< August 2019 newsletter


The campaign to implement UNDRIP continues

An associate professor at the University of Auckland Law School, Dr Claire Charters, is currently working on articles on the UN Declaration on the Rights of Indigenous Peoples (UNDRIP), the relationship between tikanga Māori and the state legal system, tensions between human rights and indigenous peoples' rights and on the legitimacy of indigenous peoples' rights under international law, which will be published as a book by Cambridge University Press. 

In a talk to be given on August 27, she will be arguing that New Zealand needs a written constitution recognising iwi rangatiratanga and the rights of indigenous peoples in her talk ‘Why we need a constitution accommodating Māori rights’
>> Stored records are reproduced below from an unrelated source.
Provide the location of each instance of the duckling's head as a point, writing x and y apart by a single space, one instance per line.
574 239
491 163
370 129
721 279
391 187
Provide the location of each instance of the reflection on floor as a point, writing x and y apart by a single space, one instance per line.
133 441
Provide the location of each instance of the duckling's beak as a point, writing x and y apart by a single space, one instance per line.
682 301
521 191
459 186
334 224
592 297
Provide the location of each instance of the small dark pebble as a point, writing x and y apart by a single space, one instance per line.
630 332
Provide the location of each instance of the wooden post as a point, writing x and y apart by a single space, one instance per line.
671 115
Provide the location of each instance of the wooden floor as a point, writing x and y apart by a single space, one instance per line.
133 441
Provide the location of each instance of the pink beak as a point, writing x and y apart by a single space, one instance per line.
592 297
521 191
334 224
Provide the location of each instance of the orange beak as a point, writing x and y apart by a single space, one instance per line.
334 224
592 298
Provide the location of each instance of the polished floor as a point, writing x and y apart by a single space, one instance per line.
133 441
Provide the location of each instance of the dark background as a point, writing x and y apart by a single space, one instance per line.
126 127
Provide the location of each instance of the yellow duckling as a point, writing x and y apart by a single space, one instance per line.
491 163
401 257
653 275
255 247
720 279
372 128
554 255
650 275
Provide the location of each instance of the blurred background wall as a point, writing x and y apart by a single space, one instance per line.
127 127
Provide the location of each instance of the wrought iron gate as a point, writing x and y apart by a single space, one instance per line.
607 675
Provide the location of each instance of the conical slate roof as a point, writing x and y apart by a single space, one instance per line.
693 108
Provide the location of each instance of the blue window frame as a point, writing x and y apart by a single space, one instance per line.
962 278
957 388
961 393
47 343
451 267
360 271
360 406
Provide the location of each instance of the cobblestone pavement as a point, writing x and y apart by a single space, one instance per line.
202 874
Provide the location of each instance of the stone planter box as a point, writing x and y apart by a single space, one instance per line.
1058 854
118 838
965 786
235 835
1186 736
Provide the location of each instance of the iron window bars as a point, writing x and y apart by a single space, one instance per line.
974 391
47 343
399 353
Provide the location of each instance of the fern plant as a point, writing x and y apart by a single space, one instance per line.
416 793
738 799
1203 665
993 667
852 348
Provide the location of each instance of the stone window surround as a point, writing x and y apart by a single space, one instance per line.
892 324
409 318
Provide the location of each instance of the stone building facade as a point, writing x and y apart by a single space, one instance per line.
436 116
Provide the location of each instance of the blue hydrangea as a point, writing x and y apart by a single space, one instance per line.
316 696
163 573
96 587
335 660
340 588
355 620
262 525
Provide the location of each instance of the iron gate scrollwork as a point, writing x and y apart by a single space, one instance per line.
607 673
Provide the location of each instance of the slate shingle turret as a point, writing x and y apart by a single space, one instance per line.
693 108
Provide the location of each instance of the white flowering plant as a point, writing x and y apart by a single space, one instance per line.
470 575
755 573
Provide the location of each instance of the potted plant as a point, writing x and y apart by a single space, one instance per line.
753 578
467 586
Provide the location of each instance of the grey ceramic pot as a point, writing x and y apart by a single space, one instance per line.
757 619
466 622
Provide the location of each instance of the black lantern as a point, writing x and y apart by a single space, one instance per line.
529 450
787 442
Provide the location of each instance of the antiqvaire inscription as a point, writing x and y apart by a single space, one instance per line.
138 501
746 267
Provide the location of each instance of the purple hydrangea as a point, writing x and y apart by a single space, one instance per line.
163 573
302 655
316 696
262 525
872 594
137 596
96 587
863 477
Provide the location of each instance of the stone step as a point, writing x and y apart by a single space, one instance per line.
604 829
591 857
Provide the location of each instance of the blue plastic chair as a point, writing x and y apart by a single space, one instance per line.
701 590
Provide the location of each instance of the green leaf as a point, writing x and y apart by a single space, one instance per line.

When: 6:30 PM – 7:30 PM, AUGUST 27, 2019

Where: Little Creatures Summer Pop Up, 16 Fort Street, Auckland  View Map

This event is free. You can register here: https://www.eventbrite.com/e/why-we-need-a-constitution-accommodating-maori-rights-tickets-65091471343?aff=ebdssbdestsearch

Dr Charters’ primary area of research is in indigenous peoples’ rights in international and constitutional law. She has worked extensively on indigenous peoples' rights at an international level, including for the United Nations Office of the High Commissioner for Human Rights and as an advisor to the United Nations President of the General Assembly.

Dr Charter’s other work includes:

  • “Use it or lose it: The value of using the declaration on the rights of indigenous peoples in Māori legal and political claims” (2017).
  • “Legitimising the state: Constitutional reform to recognise Rangatiratanga and Tikanga Māori”. A paper presented at New Zealand Law Commission Symposium, Wellington. 3 November 2016.

Calls by Māori for significant partnerships with the crown are intensifying.

Another academic who is pushing for major changes to our constitutional arrangements is Khylee Quince, who is director of Māori and Pacific Advancement at Auckland University of Technology. She bemoans a "lack of a true partnership relationship between Māori and the crown and the need for really significant change to our constitutional arrangements."